I'm not afraid to get my hands dirty, so if anyone happens to know where this could be reasonably patched, I'd be happy to contribute. My current investigation seems to indicate something to do with dialects and/or query/statement compilation.
I've uploaded a minimal example project to GitHub.
EDIT 2019-03-18: Updated with new information based on investigation.
EDIT 2019-03-23: Added GitHub repo with minimal example.
回答1:
I was able to reproduce the issue. Your MCVE was very helpful.
It was interesting to see that, for your ORM example, SQL Profiler showed no evidence that SQLAlchemy was retrieving the column metadata before running the SELECT query against the table. Apparently it believes that it knows enough about the columns to construct a working query, even though (as it turns out) it is not necessarily the most efficient one.
I knew that SQLAlchemy's SQL Expression Language would retrieve the table metadata, so I tried a similar SELECT using
metadata = MetaData()
my_table = Table('test', metadata, autoload=True, autoload_with=engine)

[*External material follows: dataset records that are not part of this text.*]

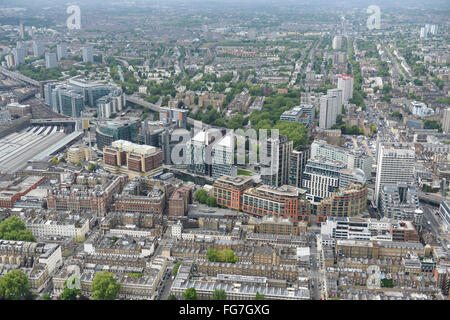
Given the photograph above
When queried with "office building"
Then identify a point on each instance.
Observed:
(109, 131)
(18, 109)
(61, 51)
(345, 83)
(303, 114)
(88, 54)
(5, 116)
(346, 202)
(353, 159)
(228, 190)
(337, 42)
(50, 60)
(285, 201)
(395, 164)
(321, 177)
(297, 165)
(446, 121)
(179, 202)
(223, 157)
(339, 98)
(444, 214)
(111, 104)
(124, 157)
(276, 172)
(38, 49)
(199, 151)
(420, 109)
(168, 115)
(19, 55)
(92, 91)
(328, 111)
(369, 249)
(65, 98)
(401, 201)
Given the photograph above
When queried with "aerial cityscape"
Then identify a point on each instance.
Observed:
(224, 150)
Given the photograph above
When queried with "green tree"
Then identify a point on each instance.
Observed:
(190, 294)
(211, 254)
(69, 293)
(219, 294)
(14, 285)
(295, 132)
(259, 296)
(105, 286)
(211, 201)
(14, 228)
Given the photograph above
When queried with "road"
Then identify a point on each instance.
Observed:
(435, 224)
(315, 272)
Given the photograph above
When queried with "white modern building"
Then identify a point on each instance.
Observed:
(223, 158)
(337, 42)
(50, 60)
(61, 50)
(444, 213)
(352, 158)
(395, 164)
(88, 54)
(328, 111)
(345, 83)
(38, 49)
(446, 121)
(41, 227)
(420, 109)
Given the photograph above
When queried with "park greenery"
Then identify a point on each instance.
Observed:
(225, 255)
(14, 285)
(39, 73)
(14, 228)
(105, 286)
(70, 293)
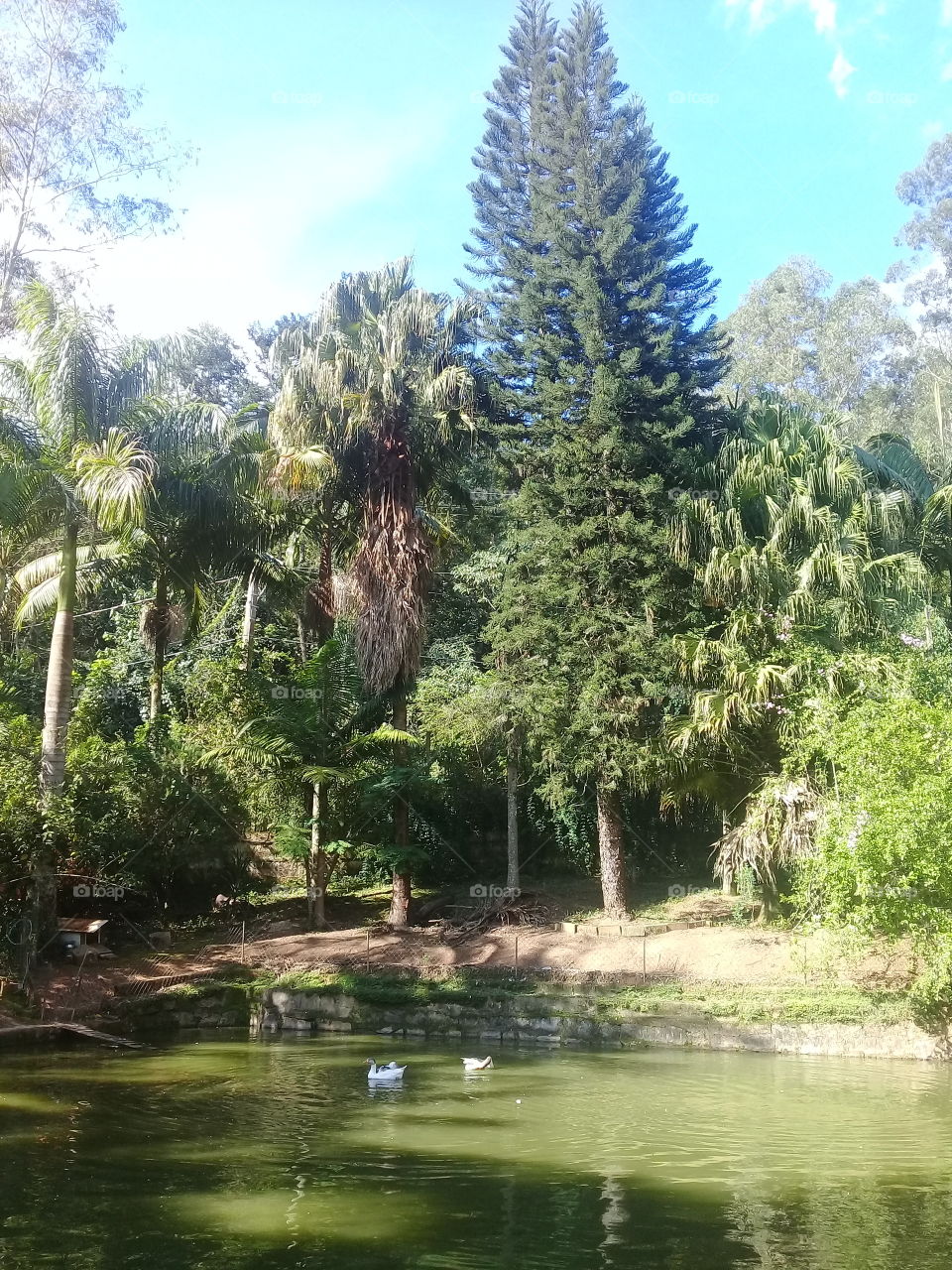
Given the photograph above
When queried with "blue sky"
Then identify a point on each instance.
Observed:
(333, 136)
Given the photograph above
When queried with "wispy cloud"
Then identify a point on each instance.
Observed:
(841, 72)
(762, 13)
(238, 254)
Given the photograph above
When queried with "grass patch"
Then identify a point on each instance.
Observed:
(753, 1003)
(756, 1003)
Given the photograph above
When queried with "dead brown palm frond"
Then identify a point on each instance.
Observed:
(391, 575)
(777, 830)
(166, 622)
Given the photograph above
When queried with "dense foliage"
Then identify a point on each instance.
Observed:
(562, 574)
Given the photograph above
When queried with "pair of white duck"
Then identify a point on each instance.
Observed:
(391, 1072)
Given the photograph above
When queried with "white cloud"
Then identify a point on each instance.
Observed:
(839, 73)
(762, 13)
(254, 246)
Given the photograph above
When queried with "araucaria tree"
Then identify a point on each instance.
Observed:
(581, 241)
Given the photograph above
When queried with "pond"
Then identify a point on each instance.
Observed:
(235, 1153)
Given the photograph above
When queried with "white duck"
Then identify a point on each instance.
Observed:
(391, 1072)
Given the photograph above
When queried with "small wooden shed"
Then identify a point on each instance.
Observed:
(82, 937)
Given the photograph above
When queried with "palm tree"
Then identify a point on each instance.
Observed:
(382, 358)
(75, 470)
(798, 562)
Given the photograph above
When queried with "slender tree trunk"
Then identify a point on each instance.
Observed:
(10, 266)
(512, 820)
(160, 606)
(253, 593)
(317, 860)
(320, 610)
(53, 761)
(770, 902)
(403, 881)
(611, 849)
(729, 883)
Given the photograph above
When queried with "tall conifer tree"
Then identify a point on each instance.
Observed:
(615, 359)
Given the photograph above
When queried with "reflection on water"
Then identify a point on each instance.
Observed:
(277, 1153)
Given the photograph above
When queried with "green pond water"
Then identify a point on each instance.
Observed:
(235, 1153)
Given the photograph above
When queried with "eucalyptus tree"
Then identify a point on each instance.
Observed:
(75, 471)
(385, 359)
(68, 150)
(848, 349)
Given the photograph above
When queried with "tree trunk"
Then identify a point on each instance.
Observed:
(160, 607)
(253, 593)
(729, 883)
(512, 820)
(53, 761)
(320, 611)
(770, 903)
(611, 851)
(317, 860)
(403, 881)
(10, 267)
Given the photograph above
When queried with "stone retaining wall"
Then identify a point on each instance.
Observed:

stmt = select([my_table.c.id, my_table.c.key])\
.select_from(my_table)\
.where(my_table.c.key == value)
cnxn = engine.connect()
items = cnxn.execute(stmt).fetchall()
and although SQLAlchemy did indeed retrieve the metadata using
SELECT [INFORMATION_SCHEMA].[columns].[table_schema],
[INFORMATION_SCHEMA].[columns].[table_name],
[INFORMATION_SCHEMA].[columns].[column_name],
[INFORMATION_SCHEMA].[columns].[is_nullable],
[INFORMATION_SCHEMA].[columns].[data_type],
[INFORMATION_SCHEMA].[columns].[ordinal_position],
[INFORMATION_SCHEMA].[columns].[character_maximum_length],
[INFORMATION_SCHEMA].[columns].[numeric_precision],
[INFORMATION_SCHEMA].[columns].[numeric_scale],
[INFORMATION_SCHEMA].[columns].[column_default],
[INFORMATION_SCHEMA].[columns].[collation_name]

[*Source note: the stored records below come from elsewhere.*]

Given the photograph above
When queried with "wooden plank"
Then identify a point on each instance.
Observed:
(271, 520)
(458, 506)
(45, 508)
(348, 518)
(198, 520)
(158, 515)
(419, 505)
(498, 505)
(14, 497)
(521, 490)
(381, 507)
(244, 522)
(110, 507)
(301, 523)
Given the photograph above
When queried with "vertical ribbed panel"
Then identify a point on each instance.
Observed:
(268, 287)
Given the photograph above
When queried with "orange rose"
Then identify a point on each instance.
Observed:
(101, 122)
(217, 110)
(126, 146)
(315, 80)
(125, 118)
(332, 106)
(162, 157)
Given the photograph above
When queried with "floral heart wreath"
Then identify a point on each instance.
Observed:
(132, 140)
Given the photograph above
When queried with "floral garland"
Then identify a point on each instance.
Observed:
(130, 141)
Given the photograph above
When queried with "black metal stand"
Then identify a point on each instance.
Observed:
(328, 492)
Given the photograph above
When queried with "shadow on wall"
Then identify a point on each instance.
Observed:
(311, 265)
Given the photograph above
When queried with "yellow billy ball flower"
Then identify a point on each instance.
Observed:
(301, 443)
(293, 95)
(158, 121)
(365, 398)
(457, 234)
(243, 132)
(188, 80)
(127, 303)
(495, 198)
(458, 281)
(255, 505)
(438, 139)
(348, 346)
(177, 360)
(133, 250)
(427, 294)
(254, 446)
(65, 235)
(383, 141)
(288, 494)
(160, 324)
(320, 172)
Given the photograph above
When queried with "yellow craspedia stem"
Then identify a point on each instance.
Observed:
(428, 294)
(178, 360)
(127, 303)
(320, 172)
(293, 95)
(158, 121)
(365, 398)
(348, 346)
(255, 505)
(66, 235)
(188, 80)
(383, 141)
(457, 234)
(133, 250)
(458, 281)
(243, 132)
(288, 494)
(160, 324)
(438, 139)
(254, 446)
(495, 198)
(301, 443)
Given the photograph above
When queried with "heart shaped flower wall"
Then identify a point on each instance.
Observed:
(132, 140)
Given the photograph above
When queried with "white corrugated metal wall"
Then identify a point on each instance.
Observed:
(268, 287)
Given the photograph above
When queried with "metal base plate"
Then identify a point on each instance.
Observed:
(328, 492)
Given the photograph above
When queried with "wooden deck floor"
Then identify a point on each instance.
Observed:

FROM [INFORMATION_SCHEMA].[columns]
WHERE [INFORMATION_SCHEMA].[columns].[table_name] = Cast(
N'test' AS NVARCHAR(max))
AND [INFORMATION_SCHEMA].[columns].[table_schema] = Cast(
N'dbo' AS NVARCHAR(max))
ORDER BY [INFORMATION_SCHEMA].[columns].[ordinal_position]
a portion of whose output is
TABLE_SCHEMA TABLE_NAME COLUMN_NAME IS_NULLABLE DATA_TYPE ORDINAL_POSITION CHARACTER_MAXIMUM_LENGTH
------------ ---------- ----------- ----------- --------- ---------------- ------------------------
dbo test id NO int 1 NULL
dbo test key NO varchar 2 50
the resulting SELECT query still used an nvarchar
literal
SELECT test.id, test.[key]
FROM test
WHERE test.[key] = N'record123456'
Finally, I did the same tests using pyodbc
instead of pymssql
and the results were essentially the same. I was curious if SQLAlchemy's dialect for pyodbc might take advantage of setinputsizes to specify the parameter types (i.e., pyodbc.SQL_VARCHAR
instead of pyodbc.SQL_WVARCHAR
), but apparently it does not.
So, I'd say that for the time being your best bet is to continue encoding your string values into bytes that correspond to the character set of the varchar
column you are querying (not utf-8). Of course, you can also dive into source code for the SQLAlchemy dialect(s) and submit a PR to make SQLAlchemy better.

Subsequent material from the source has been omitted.